But, they did show some beautiful Malts. 



Linda


----------



## 08chrissy08 (Sep 19, 2008)

Gosh darn it! I missed it! I even reminded myself earlier. I got all caught up messing around with things in the house and then playing with the pups and it totally slipped my mind. I hope they run it again sometime.


----------



## TheButtercup (Mar 3, 2005)

:HistericalSmiley: my mom called me all in a huff, "OMG you HAVE to turn on animal planet NOW!!! they're featuring a story about the maltese breed!" 
then i reminded her that i've had one for 8 years now. :HistericalSmiley: it was a cute feature, i hadn't planned on watching it, but i did learn a lot about weims, and a friend of mine has TWO that drive me batty. now i almost understand why LOL


----------



## kodie (Aug 24, 2004)

Does anyone know when they are going to run this show again??? I missed it!!


----------



## BABYSNOWY (Jul 8, 2008)

I was falling asleep but made my husband my sister and nieces stay up for the 5 minutes review on maltese....I loved it


----------



## Furbaby's Mommie (Jul 10, 2004)

Me too Mel.
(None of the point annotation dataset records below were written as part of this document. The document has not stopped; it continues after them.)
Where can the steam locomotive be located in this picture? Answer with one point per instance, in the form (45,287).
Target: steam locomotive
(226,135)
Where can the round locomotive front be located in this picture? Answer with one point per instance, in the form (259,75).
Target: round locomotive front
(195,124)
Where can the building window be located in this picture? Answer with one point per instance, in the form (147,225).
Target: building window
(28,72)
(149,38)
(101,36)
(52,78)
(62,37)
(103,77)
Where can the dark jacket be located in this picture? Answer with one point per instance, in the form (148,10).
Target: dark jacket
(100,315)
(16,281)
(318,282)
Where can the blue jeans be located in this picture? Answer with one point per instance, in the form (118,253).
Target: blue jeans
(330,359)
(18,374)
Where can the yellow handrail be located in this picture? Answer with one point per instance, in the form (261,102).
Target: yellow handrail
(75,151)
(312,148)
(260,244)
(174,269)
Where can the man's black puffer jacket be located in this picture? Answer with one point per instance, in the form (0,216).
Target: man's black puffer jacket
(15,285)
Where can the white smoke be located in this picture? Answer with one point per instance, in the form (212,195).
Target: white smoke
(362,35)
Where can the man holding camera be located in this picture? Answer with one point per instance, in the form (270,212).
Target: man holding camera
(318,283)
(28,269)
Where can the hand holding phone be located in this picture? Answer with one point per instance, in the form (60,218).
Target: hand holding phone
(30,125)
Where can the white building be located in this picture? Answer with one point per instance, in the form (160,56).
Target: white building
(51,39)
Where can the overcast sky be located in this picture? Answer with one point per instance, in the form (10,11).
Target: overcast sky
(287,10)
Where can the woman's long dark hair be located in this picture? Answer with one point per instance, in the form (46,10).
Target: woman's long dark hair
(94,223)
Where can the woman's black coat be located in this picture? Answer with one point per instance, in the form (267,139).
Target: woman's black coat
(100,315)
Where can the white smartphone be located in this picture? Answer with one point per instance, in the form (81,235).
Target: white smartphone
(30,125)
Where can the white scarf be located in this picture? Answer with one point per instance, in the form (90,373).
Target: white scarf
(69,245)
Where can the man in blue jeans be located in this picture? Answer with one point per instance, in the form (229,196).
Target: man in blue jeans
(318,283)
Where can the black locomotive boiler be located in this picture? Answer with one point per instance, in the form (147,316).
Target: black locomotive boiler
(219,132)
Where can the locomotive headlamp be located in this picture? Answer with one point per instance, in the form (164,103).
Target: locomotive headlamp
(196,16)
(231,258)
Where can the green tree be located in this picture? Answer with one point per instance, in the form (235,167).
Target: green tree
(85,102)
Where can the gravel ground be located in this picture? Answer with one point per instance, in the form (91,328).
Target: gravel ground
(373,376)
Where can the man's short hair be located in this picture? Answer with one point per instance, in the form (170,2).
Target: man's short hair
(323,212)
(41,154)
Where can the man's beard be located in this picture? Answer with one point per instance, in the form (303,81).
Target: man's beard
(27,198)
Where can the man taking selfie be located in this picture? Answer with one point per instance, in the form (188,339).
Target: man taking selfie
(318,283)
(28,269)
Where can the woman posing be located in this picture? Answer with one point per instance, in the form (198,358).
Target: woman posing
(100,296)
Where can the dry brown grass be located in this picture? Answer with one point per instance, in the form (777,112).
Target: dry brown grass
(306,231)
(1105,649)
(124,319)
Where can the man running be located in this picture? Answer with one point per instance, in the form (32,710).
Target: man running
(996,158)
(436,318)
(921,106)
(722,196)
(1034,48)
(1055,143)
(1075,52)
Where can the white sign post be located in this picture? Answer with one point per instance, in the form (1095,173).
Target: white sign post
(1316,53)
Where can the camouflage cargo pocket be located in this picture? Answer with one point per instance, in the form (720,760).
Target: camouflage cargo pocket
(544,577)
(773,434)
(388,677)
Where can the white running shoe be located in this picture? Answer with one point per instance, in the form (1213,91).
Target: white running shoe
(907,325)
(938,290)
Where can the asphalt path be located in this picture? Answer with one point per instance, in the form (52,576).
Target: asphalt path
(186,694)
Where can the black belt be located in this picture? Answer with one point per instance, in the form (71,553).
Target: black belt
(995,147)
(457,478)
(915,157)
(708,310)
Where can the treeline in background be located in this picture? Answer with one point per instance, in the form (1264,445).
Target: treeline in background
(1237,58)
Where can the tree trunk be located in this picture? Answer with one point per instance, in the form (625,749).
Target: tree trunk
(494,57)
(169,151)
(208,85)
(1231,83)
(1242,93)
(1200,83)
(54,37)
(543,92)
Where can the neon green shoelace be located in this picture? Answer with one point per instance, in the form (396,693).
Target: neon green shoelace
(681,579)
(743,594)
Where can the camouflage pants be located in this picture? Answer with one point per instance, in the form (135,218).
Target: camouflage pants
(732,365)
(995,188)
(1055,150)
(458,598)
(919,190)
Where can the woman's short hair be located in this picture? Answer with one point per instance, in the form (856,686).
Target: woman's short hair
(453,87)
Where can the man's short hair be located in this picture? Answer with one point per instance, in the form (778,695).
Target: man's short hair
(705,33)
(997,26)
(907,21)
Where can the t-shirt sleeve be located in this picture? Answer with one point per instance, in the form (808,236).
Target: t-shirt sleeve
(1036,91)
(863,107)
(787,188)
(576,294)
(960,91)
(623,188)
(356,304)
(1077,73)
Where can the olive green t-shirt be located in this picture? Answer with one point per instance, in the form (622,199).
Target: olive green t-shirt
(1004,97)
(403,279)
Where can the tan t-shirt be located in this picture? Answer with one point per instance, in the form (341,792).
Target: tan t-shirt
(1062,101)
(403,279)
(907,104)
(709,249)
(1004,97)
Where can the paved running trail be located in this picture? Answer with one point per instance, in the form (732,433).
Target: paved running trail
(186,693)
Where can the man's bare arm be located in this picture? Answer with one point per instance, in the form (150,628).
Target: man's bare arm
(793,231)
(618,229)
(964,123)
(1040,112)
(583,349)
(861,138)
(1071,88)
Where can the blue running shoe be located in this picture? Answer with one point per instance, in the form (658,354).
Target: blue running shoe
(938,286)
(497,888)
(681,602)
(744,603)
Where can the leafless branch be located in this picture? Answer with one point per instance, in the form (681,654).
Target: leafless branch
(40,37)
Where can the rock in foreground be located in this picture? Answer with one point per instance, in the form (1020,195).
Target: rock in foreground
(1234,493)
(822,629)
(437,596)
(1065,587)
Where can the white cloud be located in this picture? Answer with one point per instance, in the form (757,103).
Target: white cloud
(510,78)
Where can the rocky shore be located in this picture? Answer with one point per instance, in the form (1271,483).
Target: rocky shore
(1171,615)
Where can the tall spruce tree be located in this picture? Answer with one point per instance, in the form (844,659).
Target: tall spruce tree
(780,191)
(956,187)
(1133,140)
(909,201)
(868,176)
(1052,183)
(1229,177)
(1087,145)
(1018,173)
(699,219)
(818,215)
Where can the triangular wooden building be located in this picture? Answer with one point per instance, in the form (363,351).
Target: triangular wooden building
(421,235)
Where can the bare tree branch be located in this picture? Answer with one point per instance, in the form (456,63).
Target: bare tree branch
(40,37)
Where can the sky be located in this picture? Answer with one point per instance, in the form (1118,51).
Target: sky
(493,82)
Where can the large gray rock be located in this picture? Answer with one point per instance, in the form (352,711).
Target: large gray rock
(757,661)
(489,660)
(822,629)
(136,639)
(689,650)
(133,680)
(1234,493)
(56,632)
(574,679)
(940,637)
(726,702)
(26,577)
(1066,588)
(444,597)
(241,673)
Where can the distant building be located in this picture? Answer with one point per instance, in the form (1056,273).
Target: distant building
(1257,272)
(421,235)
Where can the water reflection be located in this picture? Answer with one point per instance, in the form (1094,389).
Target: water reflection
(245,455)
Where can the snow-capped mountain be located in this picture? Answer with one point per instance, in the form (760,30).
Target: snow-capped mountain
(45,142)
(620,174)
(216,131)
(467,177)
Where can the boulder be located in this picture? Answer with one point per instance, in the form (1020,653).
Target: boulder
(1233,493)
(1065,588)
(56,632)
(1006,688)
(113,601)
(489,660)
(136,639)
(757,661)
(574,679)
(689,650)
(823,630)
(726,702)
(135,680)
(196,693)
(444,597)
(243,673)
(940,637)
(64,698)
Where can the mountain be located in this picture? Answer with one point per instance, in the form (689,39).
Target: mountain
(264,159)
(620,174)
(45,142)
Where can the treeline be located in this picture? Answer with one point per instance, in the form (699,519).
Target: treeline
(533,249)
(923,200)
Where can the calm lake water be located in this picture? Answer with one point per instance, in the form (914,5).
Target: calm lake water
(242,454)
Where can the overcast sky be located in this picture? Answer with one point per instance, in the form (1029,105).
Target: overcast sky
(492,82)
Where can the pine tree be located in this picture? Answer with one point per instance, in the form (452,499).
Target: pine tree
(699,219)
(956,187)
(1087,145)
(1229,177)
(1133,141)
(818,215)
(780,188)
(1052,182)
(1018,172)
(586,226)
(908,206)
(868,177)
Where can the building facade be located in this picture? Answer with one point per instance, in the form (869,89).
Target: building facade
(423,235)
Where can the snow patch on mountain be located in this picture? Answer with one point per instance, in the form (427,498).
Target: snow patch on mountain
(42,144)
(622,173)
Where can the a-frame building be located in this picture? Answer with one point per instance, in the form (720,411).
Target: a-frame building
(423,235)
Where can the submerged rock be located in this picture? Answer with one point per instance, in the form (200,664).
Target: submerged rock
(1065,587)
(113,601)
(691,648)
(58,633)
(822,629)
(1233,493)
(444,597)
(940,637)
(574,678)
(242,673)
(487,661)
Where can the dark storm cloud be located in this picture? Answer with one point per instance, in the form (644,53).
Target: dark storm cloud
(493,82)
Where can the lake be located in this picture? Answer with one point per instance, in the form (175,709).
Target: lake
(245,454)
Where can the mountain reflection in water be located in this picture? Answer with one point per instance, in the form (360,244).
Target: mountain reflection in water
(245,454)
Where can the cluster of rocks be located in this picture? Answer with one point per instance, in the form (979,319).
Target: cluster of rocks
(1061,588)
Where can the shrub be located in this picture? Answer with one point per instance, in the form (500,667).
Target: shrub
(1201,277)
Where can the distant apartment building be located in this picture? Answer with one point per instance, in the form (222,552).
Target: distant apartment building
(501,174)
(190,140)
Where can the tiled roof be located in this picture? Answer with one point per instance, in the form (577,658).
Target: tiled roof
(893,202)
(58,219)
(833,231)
Can't believe I missed it. Guess I was watching the local Civil War college football. Our OSU Beavers vs. Oregon Ducks (Oregon State/University of Oregon Pac 10). If the Beavers won it was on to the Rose Bowl. We lost! Still might get to go depending if UCLA beats USC.


----------



## arsyn (Sep 8, 2008)

Its on right now! 

I believe that the maltese segment will be last.

Also, I love this show. My dad's secretary has a min-pin that was featured on the show. They filmed her for 3 days, and she was on the show for about 30 seconds. haha


----------